A Beginner's Guide to Changing the World




I just finished a really great book called, A Beginner's Guide to Changing the World by Isabel Losada. If you live outside of the United States, you can probably find it under the title, For Tibet, With Love. It's a great book to start the year off with. Thanks to my friend Danny who gave it to me for Christmas.

A Beginner's Guide to Changing the World describes Losada's journey from navel gazer to activist. What starts as an Ask Jeeves query, "What can I do about Tibet?" leads her to demonstrating outside the Chinese embassy in London, traveling to Tibet, jumping out of a plane to raise money, organizing a 50-foot banner of the Dalai Lama to be unfurled from Nelson's column and meeting the Dalai Lama.

What I liked most about the book was that she doesn't make it seem easy, in a normal way. So many autobiographies of activists either make the story of their life seem filled with such tragic and extreme obstacles that you think, "I could never be as strong as them," or seem so easy and flowing you think, "I could never be as intelligent/talented/lucky as them." But Losada's book describes the kind of obstacles to changing the world that everyone faces--lack of funds, apathy, bureaucracy, stressed out co-workers and bad weather.

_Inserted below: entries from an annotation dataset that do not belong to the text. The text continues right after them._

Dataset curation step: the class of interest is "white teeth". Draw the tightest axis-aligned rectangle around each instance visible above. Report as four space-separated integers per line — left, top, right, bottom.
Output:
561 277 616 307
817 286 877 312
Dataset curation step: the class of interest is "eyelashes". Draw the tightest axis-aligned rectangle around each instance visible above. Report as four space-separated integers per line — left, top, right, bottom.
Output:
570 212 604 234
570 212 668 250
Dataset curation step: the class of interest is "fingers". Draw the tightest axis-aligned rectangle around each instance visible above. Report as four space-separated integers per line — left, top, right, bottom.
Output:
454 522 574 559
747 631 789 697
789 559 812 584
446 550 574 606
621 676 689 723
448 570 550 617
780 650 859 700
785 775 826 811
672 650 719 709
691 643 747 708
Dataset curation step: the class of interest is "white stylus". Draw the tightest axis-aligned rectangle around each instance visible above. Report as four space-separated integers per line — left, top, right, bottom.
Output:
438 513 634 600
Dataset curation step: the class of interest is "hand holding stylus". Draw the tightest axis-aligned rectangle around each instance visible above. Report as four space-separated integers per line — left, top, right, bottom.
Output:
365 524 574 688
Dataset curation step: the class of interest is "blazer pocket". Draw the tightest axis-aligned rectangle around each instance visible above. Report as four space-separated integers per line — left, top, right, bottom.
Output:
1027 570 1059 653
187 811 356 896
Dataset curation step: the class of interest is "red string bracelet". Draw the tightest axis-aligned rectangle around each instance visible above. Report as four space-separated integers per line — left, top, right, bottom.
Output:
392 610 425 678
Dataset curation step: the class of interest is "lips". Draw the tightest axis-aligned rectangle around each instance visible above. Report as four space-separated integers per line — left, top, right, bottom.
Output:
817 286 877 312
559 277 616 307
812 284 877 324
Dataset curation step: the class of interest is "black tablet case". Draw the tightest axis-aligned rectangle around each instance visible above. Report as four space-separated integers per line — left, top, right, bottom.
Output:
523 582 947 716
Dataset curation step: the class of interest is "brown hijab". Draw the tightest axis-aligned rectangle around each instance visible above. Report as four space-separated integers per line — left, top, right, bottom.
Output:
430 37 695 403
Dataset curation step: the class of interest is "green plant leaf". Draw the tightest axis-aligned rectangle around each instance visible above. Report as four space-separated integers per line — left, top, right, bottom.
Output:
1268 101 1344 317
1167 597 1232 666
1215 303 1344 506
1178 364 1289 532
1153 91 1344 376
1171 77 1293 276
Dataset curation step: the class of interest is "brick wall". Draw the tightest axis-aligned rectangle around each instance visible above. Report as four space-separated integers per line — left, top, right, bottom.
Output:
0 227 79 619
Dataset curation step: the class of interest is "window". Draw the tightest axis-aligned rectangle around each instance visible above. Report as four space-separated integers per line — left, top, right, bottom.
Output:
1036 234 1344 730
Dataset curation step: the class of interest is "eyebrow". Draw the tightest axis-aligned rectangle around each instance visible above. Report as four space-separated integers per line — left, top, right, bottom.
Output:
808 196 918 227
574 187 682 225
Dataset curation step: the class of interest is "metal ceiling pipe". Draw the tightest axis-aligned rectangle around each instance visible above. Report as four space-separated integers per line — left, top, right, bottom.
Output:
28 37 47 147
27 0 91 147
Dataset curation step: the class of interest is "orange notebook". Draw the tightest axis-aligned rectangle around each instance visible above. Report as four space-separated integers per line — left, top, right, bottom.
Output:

At first when I was reading it, I was sort of frustrated by reading about all of the small challenges, but then I realized that this is how it is when you want to create social change. Yes, there are big dramatic obstacles, but a lot of it is day to day difficulties.

And how does Losada move through it? She gets frustrated and annoyed like a normal person, and she focuses on her goal, gets support from friends, perseveres and repeats her mantra (the Serenity Prayer):
Grant me the serenity to know the things I cannot change, the courage to change the things I can and the wisdom to know the difference.
At her interview with the Dalai Lama, she asks him how a person can know the difference between what he or she can change, and what they can't. He answered:
Through experiment. Research. Calculate whether you can achieve on mental level, then experiment. . . .from the Buddhist viewpoint the action, whether right or wrong, ultimately much depends on motivation. Result not very sure. Your intention, something good. Good purpose, good goal. But some other factors, conditions, results may not go that way. So it doesn't matter. Your motivation is very sincere. The result is not predictable. Difficult.

I wonder if as many activists, nonprofit workers, social workers and the like would get as burned out if they knew that their positive intentions and motivations, the fact that they tried to make a difference, is what really matters.